Had an addiction to Katy's live MTV acoustic show for a couple months last year. Half of my music I don't even listen to though, it is for the people in my car. :laugh:

Also curious - are you running the Voxengo Time Delay plugin for T/A?


----------



## MarkZ (Dec 5, 2005)

Default foobar spectrum.

Yeah, Voxengo for T/A.


----------



## Wy2quiet (Jun 29, 2010)

Major update for me. Used Foohacks, got rid of the borders and retook some precious real estate. Also updated my library with high res album art so I gave that more space. Then I made a custom volume bar, and seek bar that shows current track info, thus eliminating the need for a separate info screen.


----------



## MarkZ (Dec 5, 2005)

Awesome. You got a link to foo hacks?


----------



## Hdale85 (Jan 21, 2012)

Are you guys just running windows with a music app full screen? Or is this something else?


----------



## Wy2quiet (Jun 29, 2010)

MarkZ said:


> Awesome. You got a link to foo hacks?


Here you go Mark. If you want a copy of the skin mods I did let me know I will find a way to upload the configuration.

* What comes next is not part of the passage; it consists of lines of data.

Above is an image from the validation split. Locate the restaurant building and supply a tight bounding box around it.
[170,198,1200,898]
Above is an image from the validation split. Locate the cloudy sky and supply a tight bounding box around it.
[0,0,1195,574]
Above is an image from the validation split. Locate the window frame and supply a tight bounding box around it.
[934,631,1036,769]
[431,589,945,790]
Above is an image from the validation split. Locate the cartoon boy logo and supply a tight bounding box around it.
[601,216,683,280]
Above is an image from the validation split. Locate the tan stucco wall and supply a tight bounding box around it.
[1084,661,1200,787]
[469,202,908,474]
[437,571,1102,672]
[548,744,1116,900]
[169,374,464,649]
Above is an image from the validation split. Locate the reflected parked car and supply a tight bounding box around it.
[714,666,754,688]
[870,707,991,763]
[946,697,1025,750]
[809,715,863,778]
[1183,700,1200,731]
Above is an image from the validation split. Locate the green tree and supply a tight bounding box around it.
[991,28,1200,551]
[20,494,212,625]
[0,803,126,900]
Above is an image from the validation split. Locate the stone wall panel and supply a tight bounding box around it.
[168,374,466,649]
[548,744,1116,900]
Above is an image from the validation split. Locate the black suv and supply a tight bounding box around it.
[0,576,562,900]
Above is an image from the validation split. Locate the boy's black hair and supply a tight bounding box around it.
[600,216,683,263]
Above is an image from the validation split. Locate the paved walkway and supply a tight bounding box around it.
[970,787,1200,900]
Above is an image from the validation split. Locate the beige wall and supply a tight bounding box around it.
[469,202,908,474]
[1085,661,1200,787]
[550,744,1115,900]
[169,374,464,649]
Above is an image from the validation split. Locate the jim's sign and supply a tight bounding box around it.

https://sites.google.com/site/foobar2000components/home/uihacks

Just use google translate when you get to the site, then you can find the download link.

Hdale - Yeah that is exactly what I am doing. If I touch the VERY bottom of the screen, the taskbar will appear (I have that hidden as well) and I can get back to the Windows main screen. I would only really need to get to Audiomulch anyways, as I BARELY use Microsoft Streets and Maps since I usually know where I am going 

In my opinion, all of the other front-end software is poorly designed for a music lover - they use way too big of a font, with such a small amount of screen real estate being used for the most important things. I could still probably add two more things - playback order and some track buttons.


----------



## Hdale85 (Jan 21, 2012)

Centrafuse is the only decent looking front end IMO, but it is littered with bugs that they don't seem interested in fixing half the time.


----------



## audiovibe (Nov 16, 2007)

Ride runner - LSX Void has great skins and an easy button map function


----------



## Wy2quiet (Jun 29, 2010)

audiovibe said:


> Ride runner - LSX Void has great skins and an easy button map function


Yeah I just looked it up. It looks ok. There is still barely any music space however.

For me the entire point of a CPC was to be able to use my 12,000+ songs. On a front end like you are talking about, when you have some albums/collections with 500+ songs, scrolling through an interface like that would drive Ghandi insane. So to me, Foobar is by FAR the best way to go - especially now that I have figured out a way to make custom stuff.


----------



## Hdale85 (Jan 21, 2012)

While LSX Void looks pretty decent, it's still not as polished looking as I'd like.


----------



## Wy2quiet (Jun 29, 2010)

Mark did you redo yours with foohacks? How does it look? I also added panel mod and redid mine again and saved even more pixels as it allows you to remove the borders from all the panels inside the window.


----------



## MarkZ (Dec 5, 2005)

Haven't screwed around with it yet, but it is definitely on the agenda!


----------



## RayBob (Sep 10, 2012)

I have been using Driveline, and the music app is broken into 2 screens..

The Playlist Screen:









The Media Player Screen:









It works pretty good, but there are lots of ways people sort their music. I like to pick favorites per music type, and place into folders.


----------